Terry’s dad, Ralph, was a great dad who supported Terry in all his interests from Corvettes to boats to airplanes…whatever had an engine and could go fast. This story is dedicated to him. Thanks Ralph for mentoring such a great son.
About 56 years ago, in 1965, an 18 year-old son and his dad built a 1963 Corvette into a racing machine. After work, late into the night their two heads would be bent over the engine compartment, tools in hand, coming up with ways to increase the horsepower to beat the competition. “Orange Peel” was named after its custom paint job. The photo above is Terry on race day.
Dad stands on the bleachers at Lyon’s quarter mile drag strip looking at the starting line. His body is tense thinking about the dangers of racing down that thin black strip of asphalt at speeds in excess of 130 MPH. His ears are filled with the rumble and deafening roar of the engines. The son, oblivious to any danger, is behind the wheel on the starting line. His body, filled with adrenaline, anxiety and excitement, vibrates in unison to the powerful shaking of the engine. He is next on the line and is holding his breath waiting for the green light. He watches the lights turn from red, to yellow and finally to green. His hand grips the gearshift; he pushes it forward and stomps his foot on the pedal. He becomes an orange blur going down the track.
Those long hot days of that summer at local tracks; the rumble of engines and the smell of gasoline brought them close together. The twin ear to ear grins as the son raised his trophy overhead to the cheers of the crowd would not be forgotten “Orange Peel” raced and won its class turning its best time of 10.32 or 132 miles per hour. Both dad and son sacrificed to keep the car running and if asked would say it was absolutely worth it.
Two things happened in late 1966. Orange Peel’s engine blew and a draft notice was served on the son. The car was pushed into the workshop and the son reported to the Army at Fort Hood, Texas.

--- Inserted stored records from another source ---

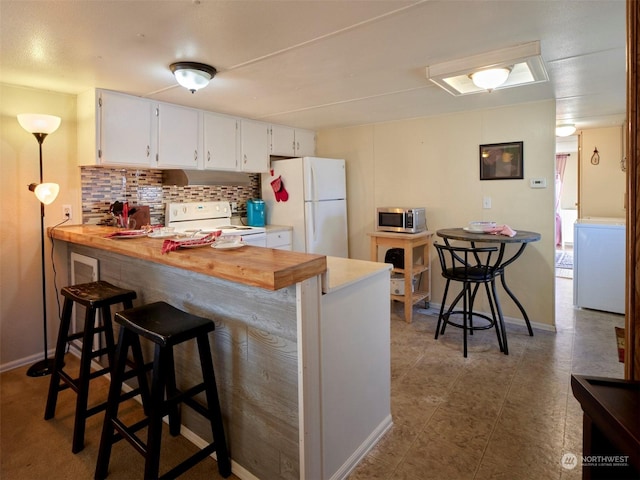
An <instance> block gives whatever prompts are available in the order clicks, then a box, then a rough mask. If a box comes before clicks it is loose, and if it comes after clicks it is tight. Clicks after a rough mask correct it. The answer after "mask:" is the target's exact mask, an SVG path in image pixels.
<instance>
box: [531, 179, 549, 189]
mask: <svg viewBox="0 0 640 480" xmlns="http://www.w3.org/2000/svg"><path fill="white" fill-rule="evenodd" d="M529 186H530V187H531V188H547V179H546V178H532V179H531V180H529Z"/></svg>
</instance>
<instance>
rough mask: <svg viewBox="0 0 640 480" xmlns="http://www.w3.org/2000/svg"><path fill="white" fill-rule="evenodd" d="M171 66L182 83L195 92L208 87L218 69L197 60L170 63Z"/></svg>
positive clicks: (178, 82) (186, 87)
mask: <svg viewBox="0 0 640 480" xmlns="http://www.w3.org/2000/svg"><path fill="white" fill-rule="evenodd" d="M169 68H170V69H171V71H172V72H173V74H174V75H175V77H176V80H177V81H178V83H179V84H180V85H182V86H183V87H184V88H186V89H187V90H189V91H190V92H191V93H195V92H196V90H200V89H201V88H203V87H206V86H207V85H208V84H209V82H210V81H211V79H212V78H213V77H215V75H216V73H218V71H217V70H216V69H215V68H213V67H212V66H211V65H206V64H204V63H197V62H177V63H172V64H171V65H169Z"/></svg>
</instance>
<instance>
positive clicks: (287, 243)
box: [267, 230, 292, 249]
mask: <svg viewBox="0 0 640 480" xmlns="http://www.w3.org/2000/svg"><path fill="white" fill-rule="evenodd" d="M291 238H292V235H291V231H288V230H281V231H278V232H271V233H267V247H268V248H279V247H284V246H288V247H289V249H290V248H291Z"/></svg>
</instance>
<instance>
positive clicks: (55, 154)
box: [0, 84, 81, 370]
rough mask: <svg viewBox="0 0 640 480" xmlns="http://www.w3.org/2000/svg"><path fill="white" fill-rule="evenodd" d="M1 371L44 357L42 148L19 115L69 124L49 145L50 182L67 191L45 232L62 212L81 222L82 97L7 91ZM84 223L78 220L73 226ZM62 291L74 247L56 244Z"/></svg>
mask: <svg viewBox="0 0 640 480" xmlns="http://www.w3.org/2000/svg"><path fill="white" fill-rule="evenodd" d="M0 99H1V101H0V112H1V115H2V117H1V119H0V138H1V146H0V171H2V175H1V176H0V225H2V228H1V229H0V232H1V233H0V254H1V262H0V368H1V369H3V370H4V369H8V368H12V367H15V366H17V365H16V362H17V361H19V360H20V359H22V362H23V363H24V361H25V360H26V361H32V360H40V359H42V358H43V351H42V350H43V329H42V300H41V299H42V284H41V273H40V272H41V270H40V269H41V259H40V203H39V202H38V200H37V199H36V198H35V196H34V194H33V193H32V192H30V191H29V190H28V189H27V185H29V184H30V183H32V182H36V183H37V182H38V181H39V160H38V142H37V140H36V139H35V137H34V136H33V135H32V134H30V133H28V132H26V131H25V130H23V129H22V127H20V124H19V123H18V121H17V118H16V116H17V115H18V114H19V113H46V114H50V115H57V116H59V117H61V118H62V123H61V125H60V128H59V129H58V130H57V131H56V132H54V133H53V134H51V135H49V136H48V137H47V138H46V139H45V141H44V143H43V145H42V156H43V171H44V180H45V181H50V182H56V183H58V184H60V194H59V195H58V198H57V200H55V201H54V202H53V203H52V204H51V205H49V206H47V207H45V228H46V227H49V226H52V225H55V224H56V223H59V222H61V221H62V219H63V218H64V217H63V215H62V205H63V204H69V205H72V209H73V212H74V216H75V217H76V218H77V219H78V221H79V219H80V218H81V217H80V212H81V210H80V209H81V205H80V175H79V172H78V168H77V167H76V158H75V155H76V154H75V148H76V147H75V145H76V122H75V118H76V97H75V95H66V94H60V93H52V92H47V91H42V90H34V89H29V88H23V87H15V86H11V85H6V84H0ZM72 223H76V221H74V222H72ZM54 261H55V266H56V270H57V280H58V288H60V287H61V286H64V285H66V284H67V265H66V246H65V244H63V243H56V247H55V253H54ZM45 262H46V275H47V300H48V302H47V306H48V312H47V313H48V330H49V332H48V333H49V345H48V346H49V349H53V348H54V347H55V343H54V339H55V336H56V333H57V331H58V324H59V321H58V306H57V303H56V300H55V291H54V288H53V269H52V264H51V242H50V240H49V239H48V238H46V242H45Z"/></svg>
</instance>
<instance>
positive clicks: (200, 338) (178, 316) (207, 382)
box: [95, 302, 231, 479]
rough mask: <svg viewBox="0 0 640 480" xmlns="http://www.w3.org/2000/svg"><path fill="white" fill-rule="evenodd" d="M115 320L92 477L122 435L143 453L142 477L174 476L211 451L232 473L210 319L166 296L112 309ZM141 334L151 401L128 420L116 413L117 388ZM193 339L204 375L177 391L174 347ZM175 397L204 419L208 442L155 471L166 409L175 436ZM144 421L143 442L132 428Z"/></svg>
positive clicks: (102, 469) (186, 468) (118, 403)
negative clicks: (147, 352)
mask: <svg viewBox="0 0 640 480" xmlns="http://www.w3.org/2000/svg"><path fill="white" fill-rule="evenodd" d="M115 321H116V322H118V323H119V324H120V325H121V328H120V336H119V340H118V346H117V349H116V358H115V364H114V369H113V375H112V378H111V388H110V390H109V399H108V406H107V410H106V412H105V417H104V424H103V428H102V437H101V439H100V448H99V451H98V460H97V465H96V474H95V478H96V479H103V478H106V476H107V474H108V470H109V459H110V456H111V448H112V445H113V443H115V442H116V441H118V440H120V439H122V438H124V439H126V440H127V441H128V442H129V443H131V444H132V445H133V447H134V448H135V449H136V450H137V451H138V452H140V453H141V454H142V455H143V457H144V458H145V470H144V478H145V479H157V478H176V477H177V476H178V475H181V474H182V473H184V472H185V471H187V470H188V469H189V468H191V467H193V466H194V465H196V464H197V463H198V462H200V461H202V460H204V459H205V458H206V457H208V456H209V455H211V454H212V453H214V452H215V453H216V457H217V461H218V471H219V472H220V475H222V476H223V477H225V478H226V477H228V476H229V475H231V462H230V460H229V454H228V452H227V443H226V438H225V433H224V427H223V425H222V414H221V413H220V402H219V399H218V391H217V388H216V381H215V374H214V371H213V361H212V359H211V350H210V346H209V332H212V331H213V330H214V329H215V324H214V323H213V322H212V321H211V320H209V319H207V318H202V317H198V316H195V315H191V314H189V313H186V312H183V311H182V310H179V309H177V308H175V307H172V306H171V305H169V304H167V303H165V302H156V303H151V304H149V305H143V306H141V307H137V308H133V309H128V310H125V311H123V312H118V313H116V314H115ZM140 337H144V338H146V339H148V340H150V341H151V342H153V343H154V344H155V346H154V348H155V351H154V360H153V373H152V378H153V380H152V384H151V398H150V404H149V405H147V408H146V409H145V411H148V412H149V413H148V415H147V416H146V418H144V419H143V420H142V421H139V422H137V423H135V424H133V425H125V424H124V422H123V421H121V420H120V419H119V418H118V407H119V403H120V399H119V393H120V389H121V386H122V381H123V372H124V367H125V363H126V359H127V354H128V351H129V348H130V347H131V348H132V349H140ZM192 339H195V340H196V342H197V345H198V353H199V357H200V367H201V370H202V379H203V381H202V383H199V384H197V385H195V386H193V387H190V388H189V389H188V390H185V391H179V390H178V389H177V387H176V376H175V365H174V358H173V347H174V345H178V344H180V343H183V342H186V341H188V340H192ZM203 391H204V392H205V396H206V400H207V405H206V406H202V405H201V404H200V403H198V402H197V401H196V400H195V399H194V398H193V397H194V396H195V395H197V394H199V393H201V392H203ZM143 400H144V398H143ZM180 403H184V404H185V405H187V406H189V407H190V408H192V409H193V410H194V411H196V412H197V413H199V414H200V415H201V416H203V417H204V418H206V419H207V420H208V421H209V424H210V426H211V433H212V435H213V442H212V443H210V444H209V445H207V446H206V447H204V448H203V449H201V450H200V451H198V452H196V453H195V454H194V455H192V456H191V457H189V458H187V459H186V460H184V461H183V462H182V463H180V464H179V465H177V466H176V467H174V468H172V469H171V470H170V471H169V472H167V473H165V474H163V475H162V476H159V475H158V474H159V468H160V447H161V438H162V423H163V422H162V419H163V418H164V417H165V416H167V415H169V432H170V434H171V435H172V436H177V435H178V434H179V433H180V410H179V404H180ZM144 427H148V429H147V442H146V443H144V442H143V441H142V440H141V439H140V438H139V437H138V436H137V435H136V434H135V432H137V431H138V430H140V429H142V428H144ZM115 432H117V433H115Z"/></svg>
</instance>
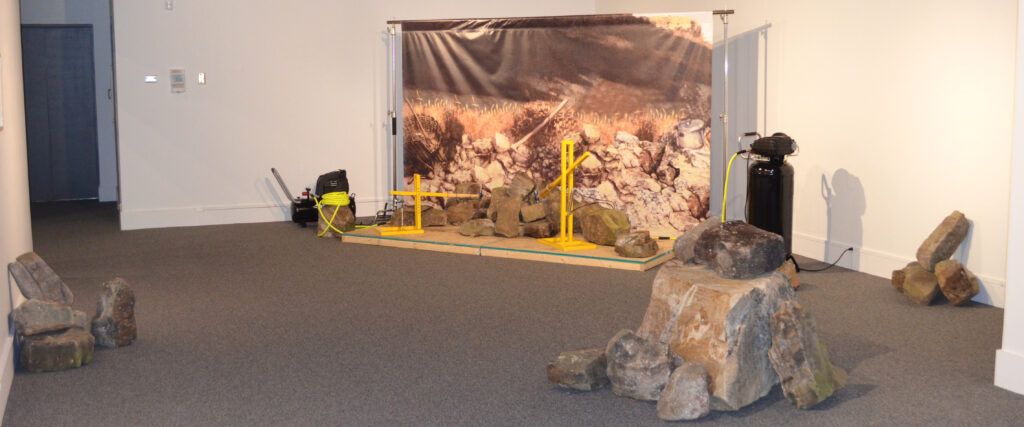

The dad put his mind and skills to rebuilding the silent engine. Night after night he returned to the workshop. Rebuilding the engine gave him something to do and something else to think about while the son was away. Local tracks like Lyons, Irwindale and San Fernando Valley Raceway began closing during the time the son was away. When the son returned and the local tracks had been closed, the car was sold and the son and dad were on to other interests.
Terry, the son in this story, received a telephone call eight years ago from a gentleman named Ed Beaumont. He was asked if he had owned a racing Corvette named “Orange Peel”. Why yes I did…why do you ask? Well, my son and I found the car in a barn in Texas. We bought it and while restoring it found your name faintly written on the driver door. We are racing again and wondered if you had any of your memorabilia from the car’s racing days. Since then the two have exchanged telephone calls and emails. Terry sent Ed all the racing memorabilia and trophies that marked the time the car was his to race. Gasser Magazine ran a feature story on “Orange Peel”, her glory days of old and current winning streak.
This summer an invitation was given to Terry to attend the NHRA Hot Rod Reunion Drag Races at Bowling Green, Kentucky over Father’s Day weekend. We left Arizona in early June and have made our way to Kentucky to meet Ed, listen to the rumble of engines and see Orange Peel race again.
I would have wanted to tell you a storybook ending, but that was not to be…the morning of the big race, Ed was told he could not run because his fire suit did not meet the technical requirements of the Beach Bend Raceway and the NHRA. A new fire suit was to be delivered for the next day racing schedule, however, we won’t be there when Orange Peel’s tires hit the track. We will be miles away down the road anticipating our visit with the Warren family in London, Kentucky. We do look forward to the promised video and photos of the race.